Imgiebah a Malta

Imgiebah a Malta

apicoltura malta
apicoltura malta

Già da 3.000 anni esiste testimonianza che l’uomo ha procurato alle api un riparo rudimentale. Da questo riparo l’uomo poi passava, di tanto in tanto a riscuotere l’affitto, sotto forma di qualche favo di miele.
Nel 2001 ho avuto (ndr Giuseppe Lega) la fortunata occasione di partecipare ad un viaggio organizzato dal dott. Raffaele Cirone, direttore della Federazione degli apicoltori italiani, nell’isola di Malta (ai tempi dei romani Malta era chiamata Melita = Ape).

In quest’isola situata nel cuore del mediterraneo è stato scoperto recentemente un vasto sito archeologico che contiene anche un complesso sistema di apiari di pietra che gli archeologi hanno datato ad almeno 2.000 anni fa e noi non ci siamo fatti sfuggire questa primizia.

L’apiario è formato da una parete di roccia nella quale sono scavate tante finestrelle affiancate e sovrapposte. Ma la roccia è anche scavata molto più in profondità creando una stanza posteriore alle finestrelle alla quale si accede attraverso una porta e qui scopriamo l’ingegnosità di questo apiario.

Le arnie sono formate da tubi o anfore di terracotta dal diametro di una ventina di centimetri, affiancati, sovrapposti e appoggiati orizzontalmente in modo da riempire, in numero di 6/8, ciascuna delle finestrelle. 

Al tempo in cui l’apiario era in funzione, le api entravano nell’alveare attraverso la testa dell’anfora in terracotta rivolta verso l’esterno e che presentava sul fondo alcuni fori di circa 2 cm. come porticina d’entrata e costruivano all’interno i favi naturali occupando progressivamente l’intero cilindro dell’anfora.

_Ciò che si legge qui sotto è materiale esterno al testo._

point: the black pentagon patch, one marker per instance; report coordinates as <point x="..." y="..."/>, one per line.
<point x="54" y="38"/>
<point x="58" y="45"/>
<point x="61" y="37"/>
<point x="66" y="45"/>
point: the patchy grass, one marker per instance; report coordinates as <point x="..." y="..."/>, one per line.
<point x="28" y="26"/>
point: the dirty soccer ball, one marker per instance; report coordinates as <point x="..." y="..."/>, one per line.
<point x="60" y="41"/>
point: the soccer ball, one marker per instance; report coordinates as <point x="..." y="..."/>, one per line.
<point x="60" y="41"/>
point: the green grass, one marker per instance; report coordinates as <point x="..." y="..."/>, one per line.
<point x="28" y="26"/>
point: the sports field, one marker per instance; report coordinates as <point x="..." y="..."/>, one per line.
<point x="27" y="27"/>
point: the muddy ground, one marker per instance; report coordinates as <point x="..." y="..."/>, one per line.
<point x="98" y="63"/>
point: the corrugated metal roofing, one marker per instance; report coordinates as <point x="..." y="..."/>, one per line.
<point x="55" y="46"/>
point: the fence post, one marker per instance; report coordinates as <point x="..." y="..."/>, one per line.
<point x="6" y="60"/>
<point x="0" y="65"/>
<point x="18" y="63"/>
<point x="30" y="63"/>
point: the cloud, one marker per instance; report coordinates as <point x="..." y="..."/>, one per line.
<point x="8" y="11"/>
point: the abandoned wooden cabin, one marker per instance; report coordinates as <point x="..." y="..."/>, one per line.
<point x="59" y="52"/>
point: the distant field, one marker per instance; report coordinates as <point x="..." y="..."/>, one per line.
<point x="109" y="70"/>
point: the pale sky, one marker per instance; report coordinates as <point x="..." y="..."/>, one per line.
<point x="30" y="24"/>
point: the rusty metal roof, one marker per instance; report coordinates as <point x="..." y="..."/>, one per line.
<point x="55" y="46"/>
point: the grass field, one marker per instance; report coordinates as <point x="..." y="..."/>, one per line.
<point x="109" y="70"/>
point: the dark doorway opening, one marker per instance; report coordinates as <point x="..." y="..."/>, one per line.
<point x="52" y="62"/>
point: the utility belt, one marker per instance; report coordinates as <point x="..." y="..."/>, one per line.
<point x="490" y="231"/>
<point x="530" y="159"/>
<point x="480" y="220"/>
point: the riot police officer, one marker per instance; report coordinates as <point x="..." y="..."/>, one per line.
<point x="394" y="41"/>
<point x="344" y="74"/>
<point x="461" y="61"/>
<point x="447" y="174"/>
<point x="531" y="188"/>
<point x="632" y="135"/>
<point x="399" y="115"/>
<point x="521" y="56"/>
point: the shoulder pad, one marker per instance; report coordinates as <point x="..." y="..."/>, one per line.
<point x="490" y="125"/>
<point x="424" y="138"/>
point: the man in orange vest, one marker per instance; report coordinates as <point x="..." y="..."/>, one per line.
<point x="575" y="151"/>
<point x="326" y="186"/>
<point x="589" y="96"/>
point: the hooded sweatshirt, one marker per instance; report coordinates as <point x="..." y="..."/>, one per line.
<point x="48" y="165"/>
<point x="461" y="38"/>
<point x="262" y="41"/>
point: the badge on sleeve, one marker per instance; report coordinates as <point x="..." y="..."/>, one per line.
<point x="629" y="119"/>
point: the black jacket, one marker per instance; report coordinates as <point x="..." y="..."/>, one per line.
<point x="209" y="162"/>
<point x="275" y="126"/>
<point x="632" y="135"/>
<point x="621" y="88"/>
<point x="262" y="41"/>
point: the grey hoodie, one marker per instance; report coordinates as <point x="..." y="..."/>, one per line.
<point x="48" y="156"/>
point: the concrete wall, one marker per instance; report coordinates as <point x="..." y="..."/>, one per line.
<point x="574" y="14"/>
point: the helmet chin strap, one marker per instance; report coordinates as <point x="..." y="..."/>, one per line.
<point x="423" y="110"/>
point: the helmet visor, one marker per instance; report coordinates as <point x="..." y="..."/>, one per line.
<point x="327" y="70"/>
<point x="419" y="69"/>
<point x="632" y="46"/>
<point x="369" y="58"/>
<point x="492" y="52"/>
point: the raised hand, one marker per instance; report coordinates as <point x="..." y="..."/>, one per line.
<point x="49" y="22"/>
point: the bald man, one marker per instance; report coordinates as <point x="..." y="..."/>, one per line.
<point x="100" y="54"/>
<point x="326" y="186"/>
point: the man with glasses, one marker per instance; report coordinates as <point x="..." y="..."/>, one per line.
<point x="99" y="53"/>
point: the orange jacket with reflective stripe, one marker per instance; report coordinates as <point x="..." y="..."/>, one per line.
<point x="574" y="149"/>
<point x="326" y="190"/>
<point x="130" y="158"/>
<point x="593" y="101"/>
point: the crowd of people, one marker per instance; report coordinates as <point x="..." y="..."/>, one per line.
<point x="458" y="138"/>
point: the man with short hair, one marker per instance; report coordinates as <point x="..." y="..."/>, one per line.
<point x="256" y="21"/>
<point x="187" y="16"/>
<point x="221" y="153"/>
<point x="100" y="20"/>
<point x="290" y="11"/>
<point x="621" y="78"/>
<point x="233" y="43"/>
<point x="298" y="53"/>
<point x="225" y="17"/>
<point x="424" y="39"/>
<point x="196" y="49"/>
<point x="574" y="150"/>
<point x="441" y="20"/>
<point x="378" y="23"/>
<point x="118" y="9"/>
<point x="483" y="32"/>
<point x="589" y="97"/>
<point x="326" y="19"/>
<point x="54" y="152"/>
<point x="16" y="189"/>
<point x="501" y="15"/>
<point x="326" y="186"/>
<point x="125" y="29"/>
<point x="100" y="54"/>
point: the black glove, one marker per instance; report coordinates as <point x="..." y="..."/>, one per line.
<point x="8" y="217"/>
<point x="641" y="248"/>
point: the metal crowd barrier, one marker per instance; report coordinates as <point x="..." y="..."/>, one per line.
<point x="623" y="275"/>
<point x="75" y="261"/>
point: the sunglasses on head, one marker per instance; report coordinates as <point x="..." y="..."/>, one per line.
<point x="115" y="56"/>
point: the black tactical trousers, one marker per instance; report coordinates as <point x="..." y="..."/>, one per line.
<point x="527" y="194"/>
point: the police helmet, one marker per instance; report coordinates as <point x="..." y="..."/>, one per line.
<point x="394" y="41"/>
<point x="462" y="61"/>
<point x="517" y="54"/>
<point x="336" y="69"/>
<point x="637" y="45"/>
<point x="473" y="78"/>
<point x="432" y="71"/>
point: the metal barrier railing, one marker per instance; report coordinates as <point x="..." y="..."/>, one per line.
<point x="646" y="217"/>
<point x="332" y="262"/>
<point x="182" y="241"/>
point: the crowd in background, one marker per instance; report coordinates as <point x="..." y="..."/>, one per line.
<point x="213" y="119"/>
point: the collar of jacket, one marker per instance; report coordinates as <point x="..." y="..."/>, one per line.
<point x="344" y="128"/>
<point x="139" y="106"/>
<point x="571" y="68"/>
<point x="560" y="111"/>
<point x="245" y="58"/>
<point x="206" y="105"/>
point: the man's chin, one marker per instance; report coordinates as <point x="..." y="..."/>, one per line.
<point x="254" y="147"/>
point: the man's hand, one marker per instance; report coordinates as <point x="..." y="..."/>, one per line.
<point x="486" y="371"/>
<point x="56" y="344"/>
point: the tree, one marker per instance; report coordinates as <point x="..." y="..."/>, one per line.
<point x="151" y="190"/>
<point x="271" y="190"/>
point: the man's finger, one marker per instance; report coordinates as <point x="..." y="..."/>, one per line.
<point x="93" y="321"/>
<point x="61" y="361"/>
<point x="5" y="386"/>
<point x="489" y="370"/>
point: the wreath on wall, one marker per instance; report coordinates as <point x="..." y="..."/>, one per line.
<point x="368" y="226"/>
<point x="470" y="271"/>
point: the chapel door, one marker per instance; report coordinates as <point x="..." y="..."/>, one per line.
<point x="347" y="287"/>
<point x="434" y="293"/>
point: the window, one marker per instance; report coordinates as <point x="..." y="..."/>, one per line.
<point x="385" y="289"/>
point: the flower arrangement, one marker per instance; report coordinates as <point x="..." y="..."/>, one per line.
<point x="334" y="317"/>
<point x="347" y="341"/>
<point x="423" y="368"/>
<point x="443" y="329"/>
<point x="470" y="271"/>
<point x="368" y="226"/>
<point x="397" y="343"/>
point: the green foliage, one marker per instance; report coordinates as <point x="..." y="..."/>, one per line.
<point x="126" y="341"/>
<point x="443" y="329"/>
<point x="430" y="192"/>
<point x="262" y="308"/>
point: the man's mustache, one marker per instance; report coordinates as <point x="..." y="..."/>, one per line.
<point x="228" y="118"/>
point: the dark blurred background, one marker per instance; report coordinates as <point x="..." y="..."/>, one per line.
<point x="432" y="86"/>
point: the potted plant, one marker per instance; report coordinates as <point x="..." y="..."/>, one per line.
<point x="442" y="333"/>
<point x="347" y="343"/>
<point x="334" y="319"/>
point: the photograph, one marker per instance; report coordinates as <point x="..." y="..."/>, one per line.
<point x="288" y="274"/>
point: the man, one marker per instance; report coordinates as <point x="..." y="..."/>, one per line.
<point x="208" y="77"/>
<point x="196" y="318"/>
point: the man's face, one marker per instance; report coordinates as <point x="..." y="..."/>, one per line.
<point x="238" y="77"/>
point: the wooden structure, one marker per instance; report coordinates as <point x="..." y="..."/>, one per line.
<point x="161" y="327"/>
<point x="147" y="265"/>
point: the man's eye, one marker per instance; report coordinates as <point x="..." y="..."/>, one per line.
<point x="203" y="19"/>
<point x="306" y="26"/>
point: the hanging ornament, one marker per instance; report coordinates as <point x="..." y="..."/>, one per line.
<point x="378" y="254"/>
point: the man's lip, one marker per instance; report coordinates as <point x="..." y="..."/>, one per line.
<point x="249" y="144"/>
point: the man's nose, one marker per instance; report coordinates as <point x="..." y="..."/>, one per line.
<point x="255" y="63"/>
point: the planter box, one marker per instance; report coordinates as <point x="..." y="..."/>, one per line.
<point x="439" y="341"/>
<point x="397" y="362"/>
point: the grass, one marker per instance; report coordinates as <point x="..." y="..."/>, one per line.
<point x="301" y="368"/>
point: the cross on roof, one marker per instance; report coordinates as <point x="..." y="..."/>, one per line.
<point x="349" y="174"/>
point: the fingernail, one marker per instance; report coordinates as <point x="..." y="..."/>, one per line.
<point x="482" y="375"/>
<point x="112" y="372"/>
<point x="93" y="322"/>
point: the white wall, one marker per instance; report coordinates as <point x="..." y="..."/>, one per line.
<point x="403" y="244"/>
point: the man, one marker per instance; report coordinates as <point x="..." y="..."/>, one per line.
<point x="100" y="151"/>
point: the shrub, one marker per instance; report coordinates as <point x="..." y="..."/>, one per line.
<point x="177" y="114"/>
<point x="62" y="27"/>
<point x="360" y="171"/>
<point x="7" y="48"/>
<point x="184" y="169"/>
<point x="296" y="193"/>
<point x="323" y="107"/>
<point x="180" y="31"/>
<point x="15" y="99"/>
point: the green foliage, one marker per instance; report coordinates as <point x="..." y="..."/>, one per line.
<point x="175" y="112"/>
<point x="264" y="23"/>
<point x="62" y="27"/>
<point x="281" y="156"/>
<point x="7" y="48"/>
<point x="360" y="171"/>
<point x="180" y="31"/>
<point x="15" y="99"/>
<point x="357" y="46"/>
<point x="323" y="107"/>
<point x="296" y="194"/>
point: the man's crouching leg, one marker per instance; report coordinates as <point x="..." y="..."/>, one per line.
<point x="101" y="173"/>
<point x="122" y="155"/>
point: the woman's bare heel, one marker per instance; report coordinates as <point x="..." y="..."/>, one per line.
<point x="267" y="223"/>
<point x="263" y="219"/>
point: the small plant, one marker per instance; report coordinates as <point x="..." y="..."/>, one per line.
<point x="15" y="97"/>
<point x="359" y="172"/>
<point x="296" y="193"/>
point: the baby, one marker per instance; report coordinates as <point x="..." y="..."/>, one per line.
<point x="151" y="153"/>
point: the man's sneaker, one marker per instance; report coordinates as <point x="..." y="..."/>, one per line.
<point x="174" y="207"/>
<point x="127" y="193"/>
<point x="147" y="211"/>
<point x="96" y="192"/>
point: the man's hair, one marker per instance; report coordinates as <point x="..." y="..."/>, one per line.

L’apicoltore raccoglieva il miele prelevando all’interno della stanza, dal fondo del cilindro i primi favi che incontrava, di solito gli ultimi costruiti e con ancora poco miele, poi quelli belli pieni, fino a quando non incontrava quelli contenenti la covata e qui si fermava per consentire alla famiglia di continuare a riprodursi.